50 yards : 1. Simone Manuel, Stanford, 21s17 (record NCAA) ; 2. Olivia Smoliga, Georgia, 21s27; 3. Liz Li, Ohio, 21s29; 4. Farida Osman, Egypte, California, 21s38; 5. Abbey Weitzeil, California, 21s58; 6. Maddie Murphy, California, 21s76; 7. Caroline Baldwin, UNC, 21s82 (série, 21s80); 8. Chantal Van Ledeghem, Canada, Georgia, 21s85 (série, 21s81). Finale B: 1. Lia Neal, Stanford, 21s65.500 yards: 1. Kathleen Ledecky, Stanford, 4’24s06 (record); 2. Leah Smith, Virginia, 4’28s90; 3. Kennedy Goss, Canada, Indiana, 4’36s13; 4. Mallory Comerford, Louisville, 4’36”16; 5. Hannah Moore, NCState, 4’36s854 fois 50 yards: 1. California, 1’25s69 (record); 2. Stanford, 1’25s91; 3. Georgia, 1’26s89; 4. NCState, 1’27s25. 4 fois 200 yards : 1. Stanford, 6’45s91 (Simone Manuel, 1’41s41, Lia Neal, 1’42s15, Ella Eastin, 1’41s89, Kathleen Ledecky, 1’40s46); 2. California, 6’51s42; 3. Michigan, 6’53s63. 4 fois 100 yards quatre nages : 1. Stanford, 3’26s35 ; 2. Texas A&M, 3.27s60 ; 3. Texas, 3’27s74; 4. Louisville, 3’28s05; 5. Indiana, 3’28s58; 6. Georgia, 3’29s10

CHAMPIONNATS NCAA FILLES : LEDECKY, ÇA VOUS ETONNE ?

Jeudi 16 Mars 2017

Séries de la première journée des championnats NCAA féminins, à l’IUPUI (Indiana University – Purdue university Indianapolis) Natatorium d’Indianapolis. On ne s’étonnera pas de voir que Kathleen Ledecky a réalisé, pour se qualifier seulement, la grosse performance de la matinée, 4’28s37. Dans une série précédente, Leah Smith, détentrice depuis l’an dernier du record NCAA avec 4’30s37, avait amélioré le record de la piscine, avec 4’31s30, avant que Ledecky ne fasse sa différence. La troisième des séries, Gillian Ryan, se situe à 4’36s46.

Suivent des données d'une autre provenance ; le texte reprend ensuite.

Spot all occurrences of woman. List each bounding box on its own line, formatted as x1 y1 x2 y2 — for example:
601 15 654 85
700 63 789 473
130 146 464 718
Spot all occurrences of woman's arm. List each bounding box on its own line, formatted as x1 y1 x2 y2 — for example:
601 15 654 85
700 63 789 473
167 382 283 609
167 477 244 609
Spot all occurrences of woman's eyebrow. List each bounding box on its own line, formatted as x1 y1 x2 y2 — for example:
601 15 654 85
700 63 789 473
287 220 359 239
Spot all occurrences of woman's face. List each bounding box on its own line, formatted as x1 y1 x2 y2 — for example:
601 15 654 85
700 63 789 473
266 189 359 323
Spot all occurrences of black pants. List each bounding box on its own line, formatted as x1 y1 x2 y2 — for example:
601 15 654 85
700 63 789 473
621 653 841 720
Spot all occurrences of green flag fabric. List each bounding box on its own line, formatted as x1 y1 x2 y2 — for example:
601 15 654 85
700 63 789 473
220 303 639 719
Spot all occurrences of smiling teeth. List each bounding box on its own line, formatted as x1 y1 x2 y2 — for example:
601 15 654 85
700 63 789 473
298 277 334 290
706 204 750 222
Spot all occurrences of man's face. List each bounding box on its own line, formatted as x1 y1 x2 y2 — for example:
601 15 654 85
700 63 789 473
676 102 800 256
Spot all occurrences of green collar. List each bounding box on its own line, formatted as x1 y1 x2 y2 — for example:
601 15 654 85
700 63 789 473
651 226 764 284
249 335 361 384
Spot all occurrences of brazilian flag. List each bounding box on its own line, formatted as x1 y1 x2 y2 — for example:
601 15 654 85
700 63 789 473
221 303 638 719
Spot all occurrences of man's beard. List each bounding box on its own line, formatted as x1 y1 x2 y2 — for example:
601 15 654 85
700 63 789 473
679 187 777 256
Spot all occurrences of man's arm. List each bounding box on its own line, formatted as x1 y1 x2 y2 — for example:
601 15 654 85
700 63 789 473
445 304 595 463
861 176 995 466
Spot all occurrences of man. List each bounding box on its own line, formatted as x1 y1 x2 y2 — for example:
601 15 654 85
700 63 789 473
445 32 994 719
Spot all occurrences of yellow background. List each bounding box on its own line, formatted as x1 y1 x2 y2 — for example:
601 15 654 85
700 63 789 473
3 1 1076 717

Ledecky détient les 10 meilleures performances jamais réalisées sur 500 yards, et ce 4’28s37 constitue la huitième performance ex-aequo avec le temps réussi en séries des PAC-12. Son record a été amené à 4’25s15, le mois dernier, aux PAC-12, et aucune autre nageuse n’a fait mieux que les 4’30s37 de Leah Smith…

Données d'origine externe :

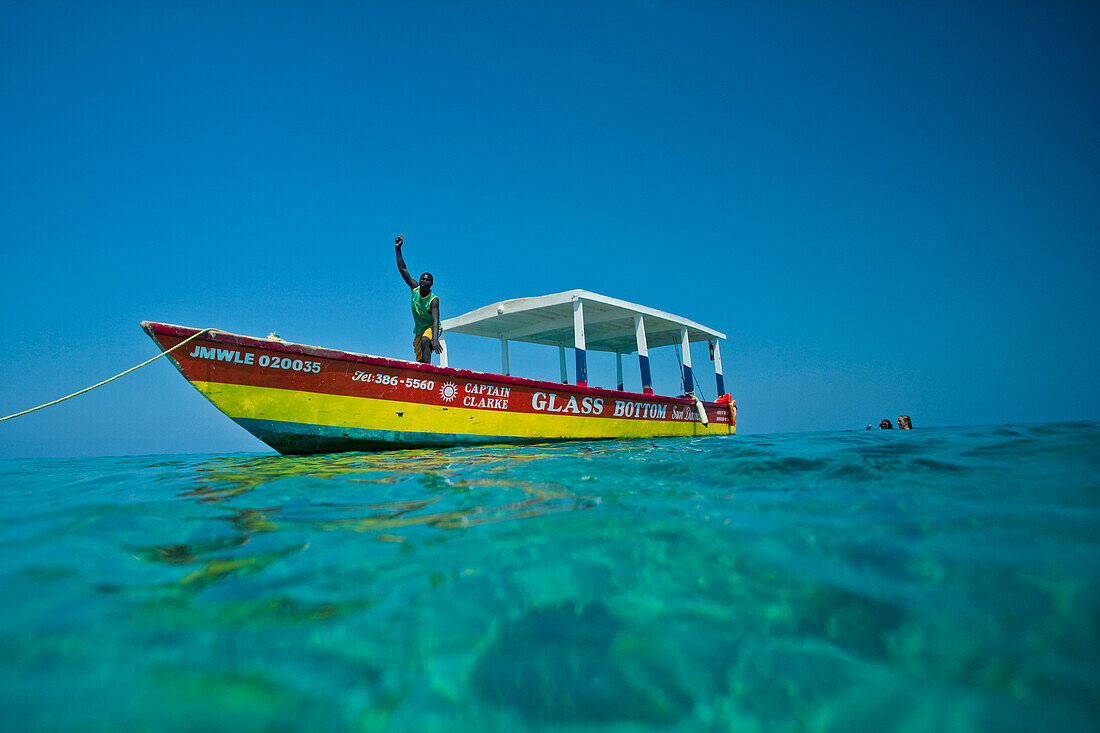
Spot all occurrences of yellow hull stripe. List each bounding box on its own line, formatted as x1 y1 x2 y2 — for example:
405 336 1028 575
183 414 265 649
192 381 733 439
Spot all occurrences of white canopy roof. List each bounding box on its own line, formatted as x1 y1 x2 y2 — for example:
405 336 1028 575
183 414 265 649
441 289 725 353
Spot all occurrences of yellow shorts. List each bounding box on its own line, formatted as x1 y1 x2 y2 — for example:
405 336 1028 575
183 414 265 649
414 328 433 361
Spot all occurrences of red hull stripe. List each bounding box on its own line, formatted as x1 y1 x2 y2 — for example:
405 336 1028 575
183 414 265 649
143 323 735 427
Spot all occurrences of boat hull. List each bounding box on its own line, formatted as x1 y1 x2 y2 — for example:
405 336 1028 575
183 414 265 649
143 322 735 454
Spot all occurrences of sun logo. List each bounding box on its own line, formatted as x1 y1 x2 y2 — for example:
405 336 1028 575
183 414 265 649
439 382 458 402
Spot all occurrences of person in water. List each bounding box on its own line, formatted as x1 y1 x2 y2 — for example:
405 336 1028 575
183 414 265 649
879 418 893 429
394 234 442 363
898 414 913 430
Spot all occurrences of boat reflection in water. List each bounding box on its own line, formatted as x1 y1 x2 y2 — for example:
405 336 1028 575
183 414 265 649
131 446 602 602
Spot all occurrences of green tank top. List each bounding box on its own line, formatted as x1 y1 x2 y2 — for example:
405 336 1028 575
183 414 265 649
411 286 438 334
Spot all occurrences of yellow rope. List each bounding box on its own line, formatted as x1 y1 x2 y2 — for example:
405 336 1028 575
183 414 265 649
0 328 216 422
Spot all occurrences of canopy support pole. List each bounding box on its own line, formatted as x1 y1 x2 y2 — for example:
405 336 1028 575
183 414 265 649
681 327 693 395
558 345 568 383
500 338 509 376
439 332 448 368
572 297 587 387
712 340 724 395
615 351 624 391
634 315 653 395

Stanford, l’Université de Ledecky, qui s’apprête à exercer une domination qui pourrait atteindre le monopole, a aussi le meilleur temps des séries du quatre fois 50 yards, 1’26s25. Simone Manuel, Stanford, a réussi le meilleur temps au start, 21s44, Mallory Comerford, de Louisville, le meilleur temps lancé, 21s27. Comerford n’était pas engagée dans la course individuelle, qui se déroulait un peu plus tard dans la matinée, et où la finale s’annonçait chaude entre Liz Li, Ohio State, 21s52, Olivia Smoliga, Georgia, 21s56, Simone Manuel, Stanford, 21s57, et Abbey Weitzeil, California, 21s62. Béryl Gastaldello, France, Texas A&M, a nagé le 13e temps, 21s96. Béryl a aussi nagé 22s07 au start dans le relais. Madysin Cox, de Texas, a réalisé 1’53s58 au 200 quatre nages. Le quatre fois 100 4 nages s’annonce très serré, avec quatre équipes dans un tiers de seconde : California 3’27s97, Georgia, 3’28s, Louisville, 3’28s24 et Texas A&M, 3’28s26, ainsi qu’un Stanford qui a caché son jeu ; Gastaldello a terminé en crawl pour son équipe en 47s59 tandis que Comerford, une fois de plus, était la plus rapide en crawl, 46s18.